Fifty-one patients who recovered from coronavirus in South Korea have tested positive again, raising fears the virus can be reactivated.
The patients – from the country’s worst-hit city, Daegu – were put in quarantine after being diagnosed with the virus, then tested positive again days being released.
Korea’s Centers for Disease Control and Prevention (KCDC) said the virus was likely ‘reactivated’, rather than patients becoming re-infected. Scientists at the Government-run health body believe the virus may lay dormant at undetectable levels in human cells. They say that for unknown reasons the viral particles can then be reactivated – but it is unclear if patients become infectious again.
Paul Hunter, an infectious diseases professor at the University of East Anglia said: ‘I agree that these will not be reinfections but I do not think these will be reactivations.”‘Personally I think the most likely explanation is that the clearance samples were false negative.’
Professor Hunter highlighted that conventional coronavirus tests can give the wrong result 20 to 30 per cent of the time.

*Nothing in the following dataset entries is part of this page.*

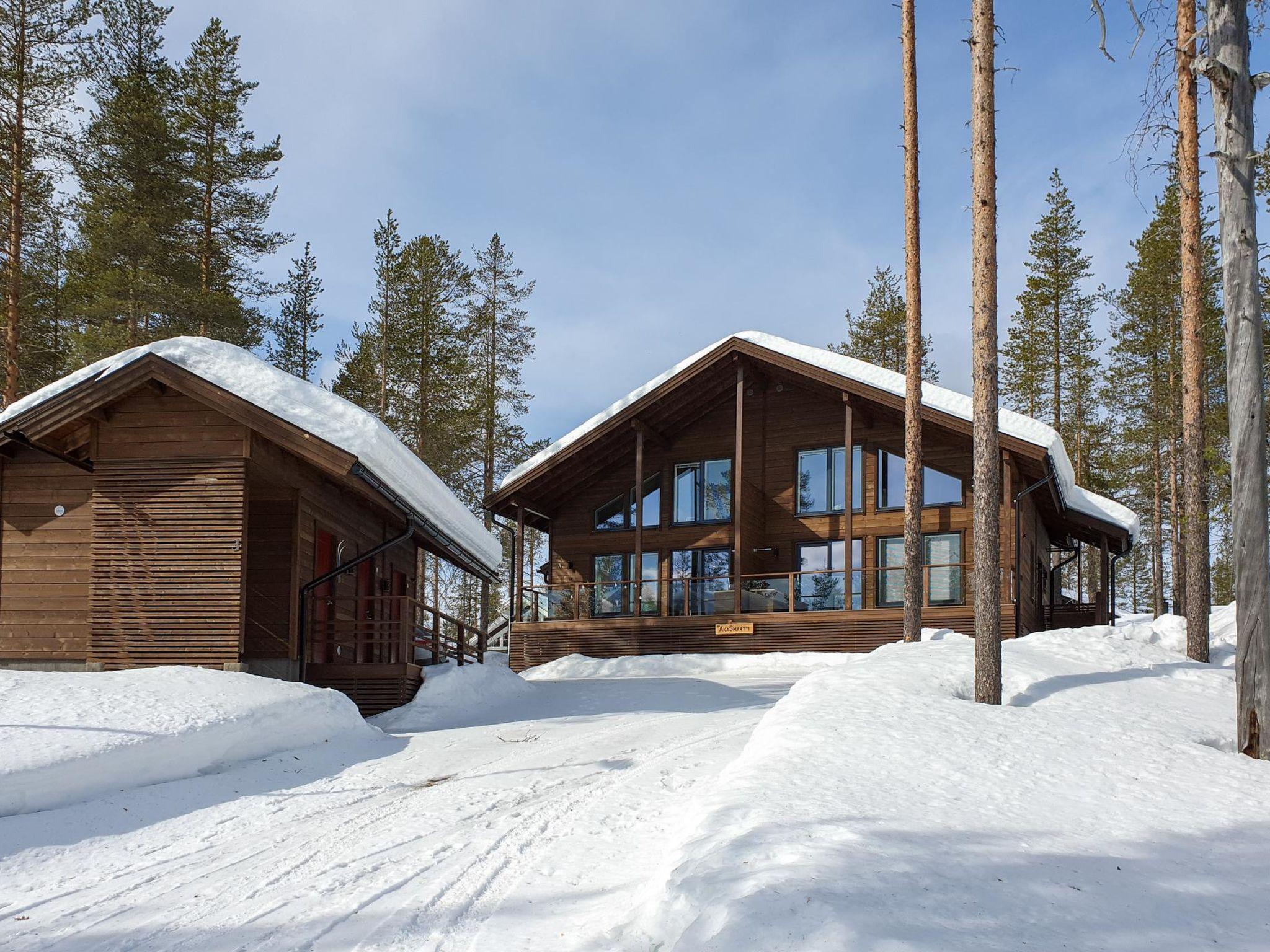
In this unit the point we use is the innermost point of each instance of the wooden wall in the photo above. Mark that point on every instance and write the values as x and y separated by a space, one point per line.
168 563
778 427
45 559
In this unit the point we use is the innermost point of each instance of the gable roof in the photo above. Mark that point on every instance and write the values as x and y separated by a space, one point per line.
878 379
314 410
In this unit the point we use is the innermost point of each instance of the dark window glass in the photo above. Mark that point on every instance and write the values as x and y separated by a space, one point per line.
944 549
890 575
611 514
822 480
703 491
938 488
620 514
824 588
698 576
687 479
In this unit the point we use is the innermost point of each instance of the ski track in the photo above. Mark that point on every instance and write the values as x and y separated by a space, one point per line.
376 856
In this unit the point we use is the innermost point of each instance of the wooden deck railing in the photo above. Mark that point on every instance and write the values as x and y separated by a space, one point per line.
944 584
388 630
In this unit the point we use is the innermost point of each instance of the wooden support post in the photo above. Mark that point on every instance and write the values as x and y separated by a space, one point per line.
638 569
1104 573
737 484
516 611
850 503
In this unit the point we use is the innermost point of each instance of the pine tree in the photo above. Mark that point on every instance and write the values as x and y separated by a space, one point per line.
432 361
502 339
40 68
131 273
1052 324
226 167
877 334
365 362
1145 391
299 320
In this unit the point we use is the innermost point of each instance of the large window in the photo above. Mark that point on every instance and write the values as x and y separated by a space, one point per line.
938 488
701 582
824 580
943 555
619 513
616 592
822 480
703 491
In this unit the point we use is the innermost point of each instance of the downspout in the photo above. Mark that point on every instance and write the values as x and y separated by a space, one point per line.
1019 545
301 646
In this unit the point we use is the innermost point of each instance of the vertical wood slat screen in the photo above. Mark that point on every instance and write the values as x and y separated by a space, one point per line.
168 555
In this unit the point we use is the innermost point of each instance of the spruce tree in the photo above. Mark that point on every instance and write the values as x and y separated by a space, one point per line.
502 338
365 368
226 168
131 273
40 68
299 320
1052 324
878 333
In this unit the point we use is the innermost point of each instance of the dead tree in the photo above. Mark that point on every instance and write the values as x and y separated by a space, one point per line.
1226 66
1194 483
987 450
913 555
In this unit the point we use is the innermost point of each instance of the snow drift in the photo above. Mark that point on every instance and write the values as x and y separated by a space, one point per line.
65 738
453 696
687 666
877 806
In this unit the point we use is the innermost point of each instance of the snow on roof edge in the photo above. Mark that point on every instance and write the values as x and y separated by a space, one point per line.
313 409
934 397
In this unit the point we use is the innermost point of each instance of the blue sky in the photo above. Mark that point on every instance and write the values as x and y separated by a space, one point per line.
671 172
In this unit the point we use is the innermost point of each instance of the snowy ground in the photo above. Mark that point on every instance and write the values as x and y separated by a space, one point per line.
631 806
523 814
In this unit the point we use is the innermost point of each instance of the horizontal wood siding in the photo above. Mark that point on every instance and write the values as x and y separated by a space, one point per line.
45 559
271 555
539 643
168 563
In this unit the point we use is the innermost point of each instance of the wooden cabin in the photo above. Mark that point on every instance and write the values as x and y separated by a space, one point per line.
746 537
186 503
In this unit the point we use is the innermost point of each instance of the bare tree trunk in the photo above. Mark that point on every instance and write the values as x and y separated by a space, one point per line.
913 582
987 450
1194 482
18 148
1232 88
1157 539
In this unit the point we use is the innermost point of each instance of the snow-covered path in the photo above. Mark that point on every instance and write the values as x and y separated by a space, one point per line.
522 831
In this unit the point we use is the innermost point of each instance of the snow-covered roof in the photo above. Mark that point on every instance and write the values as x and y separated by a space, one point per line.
314 410
934 397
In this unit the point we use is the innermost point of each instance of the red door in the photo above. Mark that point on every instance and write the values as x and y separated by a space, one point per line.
324 609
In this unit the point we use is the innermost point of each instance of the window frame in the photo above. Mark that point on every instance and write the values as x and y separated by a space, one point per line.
879 587
856 506
699 493
628 507
900 508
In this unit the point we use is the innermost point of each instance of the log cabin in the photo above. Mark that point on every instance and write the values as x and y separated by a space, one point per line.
729 477
186 503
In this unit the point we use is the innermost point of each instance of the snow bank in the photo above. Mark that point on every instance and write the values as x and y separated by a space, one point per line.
778 663
65 738
313 409
1170 631
934 397
453 697
878 808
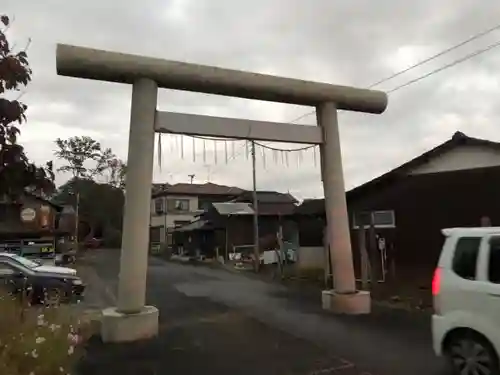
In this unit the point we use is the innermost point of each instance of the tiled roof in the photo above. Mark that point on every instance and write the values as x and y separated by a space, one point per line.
317 206
267 197
233 208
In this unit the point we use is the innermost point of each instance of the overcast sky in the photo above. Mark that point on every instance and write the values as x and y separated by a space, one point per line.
345 42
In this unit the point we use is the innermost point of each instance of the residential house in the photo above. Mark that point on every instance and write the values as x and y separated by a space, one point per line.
179 204
453 185
229 226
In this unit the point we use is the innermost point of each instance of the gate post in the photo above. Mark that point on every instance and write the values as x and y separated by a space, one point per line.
131 319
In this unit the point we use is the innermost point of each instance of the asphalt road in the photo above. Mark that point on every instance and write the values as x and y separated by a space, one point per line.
217 322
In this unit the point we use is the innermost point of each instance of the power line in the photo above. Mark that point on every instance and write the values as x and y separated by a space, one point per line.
416 65
439 54
453 63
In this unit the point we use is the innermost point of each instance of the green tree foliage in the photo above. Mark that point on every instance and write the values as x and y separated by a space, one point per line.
17 173
85 158
78 153
101 205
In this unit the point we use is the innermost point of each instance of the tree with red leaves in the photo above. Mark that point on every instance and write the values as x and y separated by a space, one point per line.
17 173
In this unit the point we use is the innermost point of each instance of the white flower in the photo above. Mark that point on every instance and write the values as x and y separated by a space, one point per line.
41 321
40 340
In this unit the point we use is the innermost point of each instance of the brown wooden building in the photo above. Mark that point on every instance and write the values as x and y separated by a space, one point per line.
456 184
29 217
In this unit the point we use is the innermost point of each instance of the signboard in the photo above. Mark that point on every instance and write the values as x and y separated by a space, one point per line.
28 214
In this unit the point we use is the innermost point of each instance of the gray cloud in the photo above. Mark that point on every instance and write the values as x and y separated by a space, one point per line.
354 43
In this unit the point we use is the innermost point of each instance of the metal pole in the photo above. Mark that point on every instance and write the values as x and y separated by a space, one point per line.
256 211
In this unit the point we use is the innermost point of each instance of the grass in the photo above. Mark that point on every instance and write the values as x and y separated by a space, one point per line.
39 340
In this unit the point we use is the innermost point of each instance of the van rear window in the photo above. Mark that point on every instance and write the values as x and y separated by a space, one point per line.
465 257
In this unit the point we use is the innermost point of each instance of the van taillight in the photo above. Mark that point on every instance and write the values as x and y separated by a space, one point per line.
436 282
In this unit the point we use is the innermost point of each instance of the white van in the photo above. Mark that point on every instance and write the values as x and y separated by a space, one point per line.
466 290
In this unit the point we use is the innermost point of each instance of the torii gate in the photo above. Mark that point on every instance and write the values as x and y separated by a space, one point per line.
131 319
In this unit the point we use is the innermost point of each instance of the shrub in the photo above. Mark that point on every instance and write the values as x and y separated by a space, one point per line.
39 340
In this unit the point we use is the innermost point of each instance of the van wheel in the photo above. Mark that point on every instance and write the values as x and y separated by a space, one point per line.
470 354
53 297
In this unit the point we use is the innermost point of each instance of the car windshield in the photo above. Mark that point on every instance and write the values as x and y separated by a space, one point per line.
25 262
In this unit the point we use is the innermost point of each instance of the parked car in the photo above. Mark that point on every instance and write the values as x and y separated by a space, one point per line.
466 290
93 243
42 283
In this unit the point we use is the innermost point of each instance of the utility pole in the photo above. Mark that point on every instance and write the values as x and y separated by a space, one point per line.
256 211
77 214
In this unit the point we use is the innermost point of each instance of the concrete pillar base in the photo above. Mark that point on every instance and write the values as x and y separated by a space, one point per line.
119 327
352 304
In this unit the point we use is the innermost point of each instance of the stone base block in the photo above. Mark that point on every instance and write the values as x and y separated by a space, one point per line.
119 327
353 304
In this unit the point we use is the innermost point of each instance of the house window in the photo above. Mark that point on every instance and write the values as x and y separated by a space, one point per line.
178 205
3 212
155 234
159 205
181 223
380 219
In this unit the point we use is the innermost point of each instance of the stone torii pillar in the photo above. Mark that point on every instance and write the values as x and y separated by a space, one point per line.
131 319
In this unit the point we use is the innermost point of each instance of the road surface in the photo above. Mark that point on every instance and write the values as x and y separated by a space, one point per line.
218 322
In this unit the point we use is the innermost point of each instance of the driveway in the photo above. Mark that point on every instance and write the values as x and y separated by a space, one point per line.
250 326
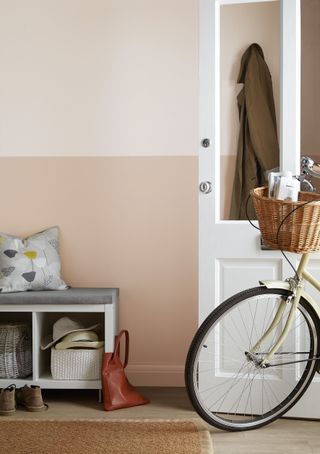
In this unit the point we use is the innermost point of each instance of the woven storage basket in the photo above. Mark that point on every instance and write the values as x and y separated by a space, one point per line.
300 231
79 364
15 351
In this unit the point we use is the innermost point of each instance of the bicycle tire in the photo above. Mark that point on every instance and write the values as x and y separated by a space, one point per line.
208 337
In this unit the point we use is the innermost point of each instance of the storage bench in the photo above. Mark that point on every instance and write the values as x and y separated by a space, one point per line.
41 309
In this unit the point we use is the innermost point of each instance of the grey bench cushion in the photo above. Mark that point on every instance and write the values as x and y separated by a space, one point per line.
69 296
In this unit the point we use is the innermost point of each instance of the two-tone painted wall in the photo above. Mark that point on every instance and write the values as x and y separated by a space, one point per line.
98 134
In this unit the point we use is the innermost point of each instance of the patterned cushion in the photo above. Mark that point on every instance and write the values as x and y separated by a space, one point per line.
30 264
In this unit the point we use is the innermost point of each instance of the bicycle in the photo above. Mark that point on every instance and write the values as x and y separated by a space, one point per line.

He believes the test the South Korean patients were given before being released from quarantine wrongly showed they had recovered when they were actually were still infected.
KCDC Director-General Jeong Eun-Kyeong said a team of investigators had been sent to Daegu, the region worst-hit by the coronavirus, to conduct an epidemiological investigation into the cases.
South Korea recorded fewer than 50 new cases of the novel coronavirus today – the lowest daily increase since late February. It brings the nation’s total infections to 10,284.